The paper investigates information-theoretic limits for community detection with two clusters on a variety of network models using restricted ensembles and Fano's inequality. The results established in this paper yield novel bounds for the well-studied case of Stochastic Block Model, while yield the first results of their kind for the Exponential Random Graph Model, the Latent Space Model, the Directed Preferential Attachment Model, and the Directed Small-world Model, along with some dynamic models where the edge distribution not only depends on vertices but also on the edges previously generated. The paper is well-written, and the math is sound. To the best of my knowledge, this is the first paper that provides a unifying framework that yields results on a variety of network models.

This article proves information theoretic lower bounds for the community detection problem in a range of network models.

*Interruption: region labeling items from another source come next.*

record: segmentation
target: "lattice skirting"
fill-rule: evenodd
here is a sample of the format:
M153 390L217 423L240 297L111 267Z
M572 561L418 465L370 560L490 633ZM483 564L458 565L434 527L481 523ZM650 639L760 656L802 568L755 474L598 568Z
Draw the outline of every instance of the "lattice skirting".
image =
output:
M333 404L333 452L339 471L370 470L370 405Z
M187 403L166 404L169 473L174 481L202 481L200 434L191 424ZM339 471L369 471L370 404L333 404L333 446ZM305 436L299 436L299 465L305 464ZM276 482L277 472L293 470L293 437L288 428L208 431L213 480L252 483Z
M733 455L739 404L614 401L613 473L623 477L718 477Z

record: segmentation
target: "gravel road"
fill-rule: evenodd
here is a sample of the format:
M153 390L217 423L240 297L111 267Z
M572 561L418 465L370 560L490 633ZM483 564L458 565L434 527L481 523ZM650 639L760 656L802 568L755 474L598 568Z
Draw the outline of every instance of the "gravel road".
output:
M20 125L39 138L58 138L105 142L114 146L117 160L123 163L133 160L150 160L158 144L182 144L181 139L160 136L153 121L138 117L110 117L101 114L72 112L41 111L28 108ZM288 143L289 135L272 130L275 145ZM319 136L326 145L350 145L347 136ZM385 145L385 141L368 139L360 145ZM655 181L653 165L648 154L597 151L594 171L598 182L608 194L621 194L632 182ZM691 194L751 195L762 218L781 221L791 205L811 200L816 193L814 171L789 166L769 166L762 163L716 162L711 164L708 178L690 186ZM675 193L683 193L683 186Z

For the SBM, this has been previously achieved in works of Mossel-Neeman-Sly, Coja-Oghlan, Abbe-Sandon etc. The authors of the current paper plant community structure (two randomly assigned communities) in various other models such as latent space models, preferential attachment models, small-world models etc. and prove similar information theoretic lower bounds. The proofs employ (not surprisingly) Fano's inequality in carefully restricted submodels. However, the authors only prove lower bounds, it is not clear if these are tight (it is for the SBM), and if so what (preferably polynomial time) algorithms can achieve them. There are a host of other interesting questions to ask. For example, is there an information-computation gap for larger number of communities as in the case of the SBM? I found the paper interesting and believe that it is a good contribution to the community detection literature. Here are some comments/suggestions for the authors: 1. Repetition of the sentences "we are interested in information theoretic limits. Thus, we define the Markov Chain Y* --> A --> Y. Using Fano's inequality..." before every theorem is not necessary. Say it once in the beginning perhaps. Similarly, the sentence "The use of restricted ensembles..." is repeated in page 4, line 138. 2. Page 1, line 33: "several social networks" should be "several social network models". 3. Page 3, line 98: "In a" should be "In an". 4. Page 7, line 230: "classic Small-world" should be "classic small-world phenomenon". 5. Add commas after the if clauses in the theorems (at end of the displayed equations). 6. Since your particular ERGM is essentially an SBM with different parametrization, results of Mossel-Neeman-Sly should apply. So, you should add that the corresponding lower bound is tight for this subclass. 7. Since you have more than a page left within the NIPS page limit, it would be nice if you could say something about algorithms that could be used for community extraction in these models and/or what has been done in the literature and in what parameter regimes they are successful.